Partiamo dalla più antica: 

Galleria Subalpina

Progettata da Piero Carrera nel 1873, plasmando un ambiente destinato ad area commerciale riservata allo svago borghese, presente in quegli anni nelle principali capitali europee. Prende il nome dall’omonima banca, che si assunse il compito di finanziarne la costruzione. Collega Piazza Carlo Alberto con Piazza Castello, ed è caratterizzata un ampio e luminoso salone lungo una cinquantina di metri. La volta è una splendida struttura in vetro e ferro, e con elementi strutturali riccamente decorati ad opera dei fratelli Loro e Piattini, mentre l’apparato decorativo più eclettico viene realizzato da Edoardo Rubino. Al suo interno fin da subito furono protagonisti i locali commerciali, di cui oggi ne sopravvivono solo più alcuni a testimonianza di quel tempo: la Liberia Antiquaria La Casa del Libro, uno scrigno di libri e riviste antichi, il Cinema Romano, la sala cinematografica più antica di Torino, un tempo Caffè Concerto frequentato da Edmondo de Amicis e poi Baratti & Milano, uno dei caffè storici torinesi, quello amato da Gozzano.

Galleria Umberto I

Fu terminata nel 1899 e nasce dalla struttura dell’antico Ospedale Maggiore dei Santi Maurizio e Lazzaro, primo nosocomio cittadino. Quando nel 1884, viene trasferito in un altro luogo della città, l’area viene trasformata su progetto di Lorenzo Rivetti, con la realizzazione della Galleria a forma di T ad uso commerciale. La struttura collega Via della Basilica con Piazza della Repubblica: presenta una copertura a metallo ed è anche la più grande dei passage torinesi. Anche qui troviamo locali storici, come la Farmacia Mauriziana che ha qui la sua sede dal 1575, ma troviamo anche l’arte contemporanea con l’opera permanente di Luci d’Artista di Marco Gastini “L’energia che unisce e si spande nel blu”.

Galleria San Federico

L’ultima a nascere durante il rifacimento di Via Roma degli anni Trenta del Novecento, su iniziativa del podestà Paolo Thaon di Revel avanzò l’ipotesi di ristrutturazione della Galleria Geisser o Natta che risaliva al 1856.

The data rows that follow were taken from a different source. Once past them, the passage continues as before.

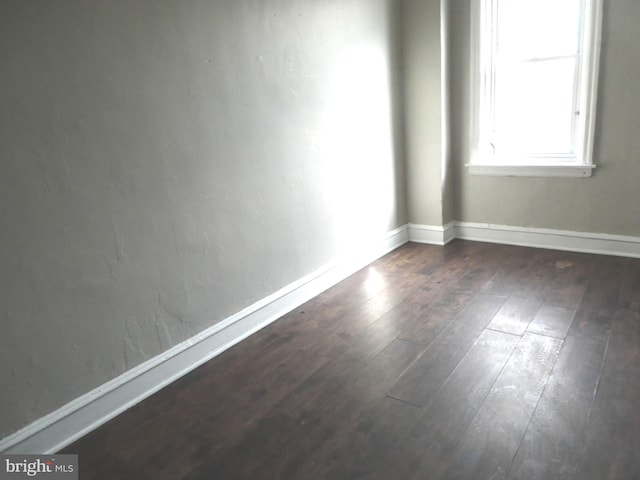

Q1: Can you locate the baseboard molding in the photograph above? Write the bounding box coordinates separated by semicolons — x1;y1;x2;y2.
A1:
408;222;455;245
453;222;640;258
0;225;409;454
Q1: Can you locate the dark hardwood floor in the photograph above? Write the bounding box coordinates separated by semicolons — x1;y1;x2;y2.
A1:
64;240;640;480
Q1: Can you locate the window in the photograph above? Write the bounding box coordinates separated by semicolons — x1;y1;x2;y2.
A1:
468;0;602;177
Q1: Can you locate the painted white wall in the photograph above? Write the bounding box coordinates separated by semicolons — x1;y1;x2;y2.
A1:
0;0;407;437
401;0;451;226
448;0;640;236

Progetto del nuovo spazio urbano saranno l’architetto Federico Canova e l’ingegner Vittorio Bonandé Bottino (che fu tra i progettisti dello stabilimento del Lingotto): un progetto nuovo ed innovativo, cosiddetto “cielo e terra” con spazi interrati ad uso di rimesse e che si sviluppa su sei piani fuori terra e sovrastata da una grande cupola centrale collocata in corrispondenza dell’attuale Cinema Lux.

Fu sede di attività commerciali, ma anche di uffici come quello del quotidiano La Stampa. Il Cinema che un tempo si chiamava Rex, era uno dei più grandi della città, con ben 1573 posti a sedere…

Volete conoscere altre curiosità vi aspetto a Torino per scoprirle insieme! 

Guida turistica di Asti – Gabriella Tesio

Gabriella Tesio

Il mio nome è Gabriella. Sono nata e cresciuta in Piemonte. L’amore per la mia terra è la mia Professione e farvela assaporare è la mia Missione. In qualità di Guida Turistica Abilitata delle Province di Cuneo Torino ed Asti,…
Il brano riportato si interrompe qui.